Cops beat Die Linke party regional councillor Nam Duy Nguyen unconscious. An officer also hit his companion in the face.

In a bid to allow the racist rally to go ahead, police also set dogs on activists and threatened them with a water cannon.

Inside the convention centre, some 600 racists selected AfD leader Alice Weidel to be the party’s candidate for chancellor in next month’s general election.

Weidel, who says that Tory Margaret Thatcher is her idol, has the backing of billionaire bigot Elon Musk.

A relative moderate in the AfD, Weidel is being used by the party’s fascist wing as a figleaf. While she wants to make alliances with the mainstream right, they want to forge a much more hardline force. Nevertheless, Weidel is doing her bit for the fascists too.

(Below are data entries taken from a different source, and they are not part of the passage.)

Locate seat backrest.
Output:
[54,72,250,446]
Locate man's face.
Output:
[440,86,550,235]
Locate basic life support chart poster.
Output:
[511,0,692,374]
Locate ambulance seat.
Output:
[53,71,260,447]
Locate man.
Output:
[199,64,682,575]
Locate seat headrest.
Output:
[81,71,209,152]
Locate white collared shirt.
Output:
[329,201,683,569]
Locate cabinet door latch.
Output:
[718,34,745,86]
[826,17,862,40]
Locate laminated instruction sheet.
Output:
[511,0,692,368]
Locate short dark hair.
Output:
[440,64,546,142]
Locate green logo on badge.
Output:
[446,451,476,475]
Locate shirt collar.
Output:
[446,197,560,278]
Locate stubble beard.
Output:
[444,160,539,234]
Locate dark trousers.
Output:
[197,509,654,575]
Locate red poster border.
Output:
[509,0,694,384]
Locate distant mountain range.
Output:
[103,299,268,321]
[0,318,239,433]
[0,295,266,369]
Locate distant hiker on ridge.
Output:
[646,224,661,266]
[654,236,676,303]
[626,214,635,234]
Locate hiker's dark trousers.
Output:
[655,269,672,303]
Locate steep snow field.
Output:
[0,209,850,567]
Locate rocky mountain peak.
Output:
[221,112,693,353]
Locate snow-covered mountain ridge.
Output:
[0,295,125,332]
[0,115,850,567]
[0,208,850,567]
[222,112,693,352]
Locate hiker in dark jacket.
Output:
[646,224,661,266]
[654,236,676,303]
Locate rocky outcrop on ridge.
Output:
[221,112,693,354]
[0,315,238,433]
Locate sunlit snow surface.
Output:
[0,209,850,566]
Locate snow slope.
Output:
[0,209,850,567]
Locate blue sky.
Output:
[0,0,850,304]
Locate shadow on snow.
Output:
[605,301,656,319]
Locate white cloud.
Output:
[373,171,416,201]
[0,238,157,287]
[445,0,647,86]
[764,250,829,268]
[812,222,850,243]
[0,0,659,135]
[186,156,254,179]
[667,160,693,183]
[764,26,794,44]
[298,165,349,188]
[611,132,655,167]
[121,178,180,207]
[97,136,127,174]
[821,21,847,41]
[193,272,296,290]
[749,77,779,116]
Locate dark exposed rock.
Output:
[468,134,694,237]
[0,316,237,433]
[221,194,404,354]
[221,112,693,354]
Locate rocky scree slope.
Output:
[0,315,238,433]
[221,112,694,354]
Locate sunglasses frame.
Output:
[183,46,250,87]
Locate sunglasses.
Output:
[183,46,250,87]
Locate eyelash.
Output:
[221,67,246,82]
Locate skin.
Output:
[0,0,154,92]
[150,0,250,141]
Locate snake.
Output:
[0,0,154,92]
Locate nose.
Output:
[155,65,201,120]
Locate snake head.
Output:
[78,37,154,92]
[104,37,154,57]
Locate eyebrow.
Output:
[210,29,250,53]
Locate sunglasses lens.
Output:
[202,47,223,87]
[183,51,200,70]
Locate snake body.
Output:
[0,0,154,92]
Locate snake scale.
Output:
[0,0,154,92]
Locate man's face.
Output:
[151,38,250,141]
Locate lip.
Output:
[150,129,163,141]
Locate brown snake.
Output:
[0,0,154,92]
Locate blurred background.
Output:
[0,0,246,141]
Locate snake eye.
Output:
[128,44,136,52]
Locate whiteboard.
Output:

She admitted recently that she is “slowly giving up her initial criticism” of figures including Bjoern Hoecke. In 2021, AfD regional leader Hoecke concluded a speech by proclaiming “Alles for Deutschland”—All for Germany—a phrase used by Hitler’s Nazis in the 1930s.

The AfD is currently polling at around 20 percent of the vote, with the mainstream Tory CDU/CSU party on 32 percent. The Labour-like SPD is on 16 percent, while the far left is marginal.

Only a bigger, more sustained anti-racist movement can stop the right’s advance.